NHS England (NHSE) has said it cannot share any further details on the economic review of community pharmacy while contract negotiations are ongoing.

The review, promised as part of the 2022-24 pharmacy contract, aims to find out the 'full economic costs of delivering NHS pharmaceutical services' and whether NHS community pharmacy businesses are sustainable under the current funding model.

Last week, community pharmacy representatives called for the economic review of the sector to be published immediately for the sake of transparency in contract negotiations.

The Independent Pharmacies Association (IPA) and National Pharmacy Association (NPA), which together represent the independent contractors that make up around two-thirds of the network in England, said the review should be published now so the sector could understand how any funding offer was arrived at.

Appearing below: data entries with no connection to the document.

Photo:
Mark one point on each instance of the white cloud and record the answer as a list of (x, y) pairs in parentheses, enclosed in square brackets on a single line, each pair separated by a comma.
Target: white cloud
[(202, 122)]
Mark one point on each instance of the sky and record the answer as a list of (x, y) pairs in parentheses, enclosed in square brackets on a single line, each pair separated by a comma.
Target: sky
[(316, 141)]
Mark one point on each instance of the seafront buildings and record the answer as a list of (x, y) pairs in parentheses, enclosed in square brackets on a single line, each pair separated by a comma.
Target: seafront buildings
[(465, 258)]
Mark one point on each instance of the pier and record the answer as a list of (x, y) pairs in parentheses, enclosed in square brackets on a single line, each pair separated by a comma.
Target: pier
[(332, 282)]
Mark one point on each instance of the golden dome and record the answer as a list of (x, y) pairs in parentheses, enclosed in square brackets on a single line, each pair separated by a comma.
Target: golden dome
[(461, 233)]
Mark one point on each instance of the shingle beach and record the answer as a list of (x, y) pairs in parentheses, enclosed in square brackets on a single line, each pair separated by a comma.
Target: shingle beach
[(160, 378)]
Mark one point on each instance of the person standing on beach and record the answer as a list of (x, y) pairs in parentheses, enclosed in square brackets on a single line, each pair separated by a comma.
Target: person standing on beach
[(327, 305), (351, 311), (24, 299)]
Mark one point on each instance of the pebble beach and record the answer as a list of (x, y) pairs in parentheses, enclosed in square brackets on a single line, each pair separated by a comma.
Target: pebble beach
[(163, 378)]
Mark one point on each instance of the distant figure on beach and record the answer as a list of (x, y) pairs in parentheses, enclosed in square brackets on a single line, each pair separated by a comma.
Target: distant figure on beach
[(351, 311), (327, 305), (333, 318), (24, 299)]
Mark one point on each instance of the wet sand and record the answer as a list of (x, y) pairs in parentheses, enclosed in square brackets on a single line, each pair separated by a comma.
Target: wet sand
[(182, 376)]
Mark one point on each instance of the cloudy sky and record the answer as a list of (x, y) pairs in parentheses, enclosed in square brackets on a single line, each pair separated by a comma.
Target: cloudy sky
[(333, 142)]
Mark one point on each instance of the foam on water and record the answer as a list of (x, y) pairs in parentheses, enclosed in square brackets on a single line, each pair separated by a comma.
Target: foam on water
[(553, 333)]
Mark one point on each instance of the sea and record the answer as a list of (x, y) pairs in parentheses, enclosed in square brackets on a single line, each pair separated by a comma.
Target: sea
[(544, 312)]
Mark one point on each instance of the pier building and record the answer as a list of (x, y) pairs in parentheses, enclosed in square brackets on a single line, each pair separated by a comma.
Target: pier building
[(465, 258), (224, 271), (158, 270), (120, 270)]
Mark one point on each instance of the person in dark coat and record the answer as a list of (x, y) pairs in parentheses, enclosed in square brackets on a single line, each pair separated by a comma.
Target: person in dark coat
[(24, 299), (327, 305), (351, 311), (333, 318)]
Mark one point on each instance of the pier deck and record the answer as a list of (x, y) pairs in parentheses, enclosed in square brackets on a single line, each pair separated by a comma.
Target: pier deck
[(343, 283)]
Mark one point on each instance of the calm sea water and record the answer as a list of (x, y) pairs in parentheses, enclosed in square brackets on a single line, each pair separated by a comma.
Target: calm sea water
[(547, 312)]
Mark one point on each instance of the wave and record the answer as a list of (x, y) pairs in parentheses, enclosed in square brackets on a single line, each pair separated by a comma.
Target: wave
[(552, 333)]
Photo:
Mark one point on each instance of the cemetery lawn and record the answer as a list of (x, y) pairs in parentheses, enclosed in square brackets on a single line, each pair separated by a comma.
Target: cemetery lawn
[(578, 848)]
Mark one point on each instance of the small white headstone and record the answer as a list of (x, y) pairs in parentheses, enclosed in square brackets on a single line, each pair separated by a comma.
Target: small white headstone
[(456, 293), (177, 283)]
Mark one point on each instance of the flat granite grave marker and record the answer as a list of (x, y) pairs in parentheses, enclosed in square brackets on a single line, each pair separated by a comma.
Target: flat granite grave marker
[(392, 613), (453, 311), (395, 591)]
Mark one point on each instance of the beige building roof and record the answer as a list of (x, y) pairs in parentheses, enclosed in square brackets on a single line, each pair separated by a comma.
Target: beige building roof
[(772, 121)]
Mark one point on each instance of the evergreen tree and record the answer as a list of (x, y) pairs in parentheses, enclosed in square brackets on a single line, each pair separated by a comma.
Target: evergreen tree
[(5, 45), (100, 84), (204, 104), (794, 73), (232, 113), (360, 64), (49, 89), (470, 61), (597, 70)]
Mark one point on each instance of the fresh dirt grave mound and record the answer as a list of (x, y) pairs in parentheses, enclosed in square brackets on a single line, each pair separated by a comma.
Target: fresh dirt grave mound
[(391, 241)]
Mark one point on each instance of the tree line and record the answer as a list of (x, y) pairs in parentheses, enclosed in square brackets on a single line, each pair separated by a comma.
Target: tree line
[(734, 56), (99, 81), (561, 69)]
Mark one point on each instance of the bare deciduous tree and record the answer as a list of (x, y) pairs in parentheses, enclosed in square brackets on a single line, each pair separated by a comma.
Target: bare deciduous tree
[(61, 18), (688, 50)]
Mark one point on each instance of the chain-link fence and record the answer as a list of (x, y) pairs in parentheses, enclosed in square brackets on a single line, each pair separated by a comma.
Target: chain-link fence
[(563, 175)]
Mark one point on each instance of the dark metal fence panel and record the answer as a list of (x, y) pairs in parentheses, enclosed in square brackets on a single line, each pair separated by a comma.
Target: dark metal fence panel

But an NHSE spokesperson told The Pharmacist this week that it was 'unable to give any further details while consultations are ongoing with Community Pharmacy England over 2024/25 and 2025/26 funding arrangements'.

They clarified that 'all parties to the consultation have access to the details of the work to date'.

And they said that NHSE was still 'committed to publishing this important report'.

NHSE has commissioned Frontier Economics and IQVIA to collect data from pharmacy owners across the sector and carry out the review.

According to Community Pharmacy England (CPE), work began in April 2024 and final outputs were to be expected in 'early 2025'.

And Chris Pilsbury, senior director of UK information offerings at IQVIA, told the Healthcare Distribution Alliance (HDA) conference last month to 'look out for' the report in 'January or early February'.